How to Profile and Optimize HTTP Servers in Go

The server slows down under load

Your API works perfectly on localhost. You deploy to staging, run a load test, and the response time jumps from 50 milliseconds to two seconds. The CPU graph spikes. You stare at the code and see nothing obviously wrong. The bottleneck isn't the algorithm; it's the runtime behavior under pressure.

Profiling turns guessing into measurement. Go includes a built-in profiling system called pprof that captures snapshots of your program's execution. You can see exactly which functions consume CPU cycles, where memory allocations pile up, and which goroutines are blocked waiting for synchronization.

Profiling is evidence, not guessing

Profiling works by sampling. The runtime pauses your program every few milliseconds and records the current stack trace. Over time, these samples build a statistical picture of where the program spends its time. This approach keeps overhead low. You can run profiling on a live server without bringing it to its knees.

The net/http/pprof package provides ready-made HTTP handlers that expose these profiles. You register them on a route like /debug/pprof, and the package serves the data. The runtime/pprof package offers lower-level functions for writing profiles to files, which is useful for CLI tools or background workers that don't have an HTTP server.

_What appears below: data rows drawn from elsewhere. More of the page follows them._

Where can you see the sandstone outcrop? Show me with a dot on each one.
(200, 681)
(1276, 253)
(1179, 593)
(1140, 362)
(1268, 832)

Profiling is evidence. Don't guess where the time goes; measure it.

Wire up the endpoints

Here's the boilerplate to enable profiling on an HTTP server. You add this once during development. The handlers serve profiles for CPU, memory, goroutines, and more.

package main

import (
    "net/http"
    "net/http/pprof"
)

// main starts the HTTP server with profiling endpoints enabled.
func main() {
    // Register pprof handlers under /debug/pprof/
    // This gives access to CPU, memory, and goroutine profiles.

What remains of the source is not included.